The way I wrote mine is that there's a TCP server (using socket and SOCK_STREAM) on port 8080 on the localhost. It accepts a request from the local host, using slicing, string.find(), and gethostbyname() finds that target IP, so it opens up another TCP socket, sends the request and recv's a reply. After that, it relays the reply back to the localhost proxy which in turn throws it back at the browser.
This is the code with ample debugging messages and a debug file to collect the requests of the browser and the replies received back (also note this is just a prototype, hence the limited for loop instead of a while 1 loop):
import socket
local = socket.socket(socket.AF_INET, socket.SOCK_STREAM)
f = open('test.txt', 'a')
local.bind(('localhost', 8080))
local.listen(5)
for i in xrange(20):
print '=====%d=====\n' % i
out = socket.socket(socket.AF_INET, socket.SOCK_STREAM)
data, addr = local.accept()
print 'Connection accepted'
buffer = data.recv(4096)
print 'data recieved'
f.write('=============================================================\n')
f.write(buffer)
end = buffer.find('\n')
print buffer
#print buffer[:end]
host = buffer[:end].split()[1]
end = host[7:].find('/')
print host[7:(end+7)]
host_ip = socket.gethostbyname(host[7:(end+7)])
#print 'remote host: ' + host + ' IP: ' + host_ip
print 'sending buffer to remote host'
out.connect((host_ip, 80))
out.sendall(buffer)
print 'recieving data from remote host'
reply = out.recv(4096)
out.close()
print 'data recieved from remote host'
f.write('+++++++++++++++++++++++++++++++++++++++++++++++++++++++++++++\n')
f.write(reply)
f.write('\n\n\n')
print 'sending data back to local host'
data.sendall(reply)
print 'data sent'
local.close()
out.close()
f.close()
Now my problem is that it seems to work fine for the first few requests, it gets the html and a few images but at some point it always stops at the "data received" point and quits, because it gets no data ie. the buffer is empty. The browser still shows it's loading elements of the page, but when it stops and I look at the text log file, I see that the buffer was empty, meaning that the browser didn't submit anything to the proxy?
I am guessing that the issue lies somewhere in how a browser submits requests and my script not reacting properly to this behavior.
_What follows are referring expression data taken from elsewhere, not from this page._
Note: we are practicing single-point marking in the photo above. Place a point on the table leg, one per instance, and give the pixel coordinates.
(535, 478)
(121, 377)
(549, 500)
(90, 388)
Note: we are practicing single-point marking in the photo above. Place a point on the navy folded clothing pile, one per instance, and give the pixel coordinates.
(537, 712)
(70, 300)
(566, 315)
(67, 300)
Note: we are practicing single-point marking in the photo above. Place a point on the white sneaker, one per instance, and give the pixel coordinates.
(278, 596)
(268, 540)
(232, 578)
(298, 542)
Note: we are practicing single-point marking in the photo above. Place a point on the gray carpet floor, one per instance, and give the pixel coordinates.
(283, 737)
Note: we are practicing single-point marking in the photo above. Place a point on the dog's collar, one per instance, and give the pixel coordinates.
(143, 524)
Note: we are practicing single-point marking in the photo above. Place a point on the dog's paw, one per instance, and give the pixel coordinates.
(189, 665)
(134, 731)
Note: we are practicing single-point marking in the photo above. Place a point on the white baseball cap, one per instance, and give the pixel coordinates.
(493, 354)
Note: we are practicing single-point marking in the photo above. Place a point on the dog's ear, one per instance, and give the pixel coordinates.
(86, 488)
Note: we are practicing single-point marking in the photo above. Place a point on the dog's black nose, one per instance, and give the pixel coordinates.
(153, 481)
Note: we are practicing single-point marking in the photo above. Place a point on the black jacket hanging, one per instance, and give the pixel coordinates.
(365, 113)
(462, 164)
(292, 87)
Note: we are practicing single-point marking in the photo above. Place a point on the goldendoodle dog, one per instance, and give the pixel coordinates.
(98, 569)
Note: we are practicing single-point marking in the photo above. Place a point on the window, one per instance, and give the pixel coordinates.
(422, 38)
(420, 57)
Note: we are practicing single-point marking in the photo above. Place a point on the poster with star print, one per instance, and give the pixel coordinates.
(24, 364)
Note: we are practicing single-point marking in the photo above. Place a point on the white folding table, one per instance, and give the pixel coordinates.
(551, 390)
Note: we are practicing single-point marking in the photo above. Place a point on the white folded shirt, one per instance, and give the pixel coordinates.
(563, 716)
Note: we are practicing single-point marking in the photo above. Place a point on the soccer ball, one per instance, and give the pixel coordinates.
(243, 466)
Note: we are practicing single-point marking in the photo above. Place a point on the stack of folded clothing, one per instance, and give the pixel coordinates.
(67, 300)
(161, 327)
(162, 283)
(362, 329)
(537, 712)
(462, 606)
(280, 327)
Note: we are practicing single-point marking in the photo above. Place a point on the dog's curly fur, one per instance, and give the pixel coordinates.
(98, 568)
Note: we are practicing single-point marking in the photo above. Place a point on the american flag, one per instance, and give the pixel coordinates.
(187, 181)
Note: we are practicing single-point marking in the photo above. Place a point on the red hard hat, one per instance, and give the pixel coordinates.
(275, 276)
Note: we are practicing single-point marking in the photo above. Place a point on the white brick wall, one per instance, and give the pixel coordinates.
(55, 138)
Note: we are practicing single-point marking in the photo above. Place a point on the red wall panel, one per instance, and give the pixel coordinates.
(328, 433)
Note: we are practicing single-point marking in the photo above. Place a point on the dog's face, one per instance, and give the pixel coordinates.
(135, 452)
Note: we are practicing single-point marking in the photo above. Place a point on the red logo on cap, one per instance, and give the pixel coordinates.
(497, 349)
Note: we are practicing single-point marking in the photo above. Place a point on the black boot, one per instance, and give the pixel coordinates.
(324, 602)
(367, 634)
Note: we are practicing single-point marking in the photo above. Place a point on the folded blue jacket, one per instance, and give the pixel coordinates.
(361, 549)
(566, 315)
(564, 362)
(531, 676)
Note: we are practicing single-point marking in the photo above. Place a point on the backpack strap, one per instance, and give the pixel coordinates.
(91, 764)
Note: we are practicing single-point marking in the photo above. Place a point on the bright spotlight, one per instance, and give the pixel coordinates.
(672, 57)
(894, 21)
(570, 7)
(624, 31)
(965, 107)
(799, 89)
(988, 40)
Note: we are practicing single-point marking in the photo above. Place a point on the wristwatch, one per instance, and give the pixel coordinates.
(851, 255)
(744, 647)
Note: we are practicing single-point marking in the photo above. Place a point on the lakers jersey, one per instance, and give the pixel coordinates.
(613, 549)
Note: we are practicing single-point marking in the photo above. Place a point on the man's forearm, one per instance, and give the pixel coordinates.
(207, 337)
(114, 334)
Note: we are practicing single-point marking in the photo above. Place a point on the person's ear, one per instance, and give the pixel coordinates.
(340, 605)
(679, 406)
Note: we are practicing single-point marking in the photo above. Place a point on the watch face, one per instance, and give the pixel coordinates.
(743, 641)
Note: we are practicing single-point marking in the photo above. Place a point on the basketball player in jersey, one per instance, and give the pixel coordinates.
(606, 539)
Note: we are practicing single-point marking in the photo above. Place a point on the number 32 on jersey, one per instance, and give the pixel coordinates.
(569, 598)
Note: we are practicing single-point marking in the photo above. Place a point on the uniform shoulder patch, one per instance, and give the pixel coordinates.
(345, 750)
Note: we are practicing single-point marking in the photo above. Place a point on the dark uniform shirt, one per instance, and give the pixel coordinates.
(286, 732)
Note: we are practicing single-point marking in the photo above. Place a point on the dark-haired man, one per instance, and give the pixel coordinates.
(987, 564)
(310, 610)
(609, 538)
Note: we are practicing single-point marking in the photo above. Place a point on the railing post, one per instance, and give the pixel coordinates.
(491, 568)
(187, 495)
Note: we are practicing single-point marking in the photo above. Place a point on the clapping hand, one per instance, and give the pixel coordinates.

I know I could use the Twist framework, however I want to learn to write this kinda stuff myself. I've been reading about SocketServer and I might use that, but I have no clue if it'll solve the issue because frankly, I don't really understand what's causing the issue here. Is my script too slow for the browser? Do servers send more than one answer and my receiving socket should listen for more packets? Is my buffer size (4096) too small?
I'd really appreciate a nudge in the right direction.
Thanks!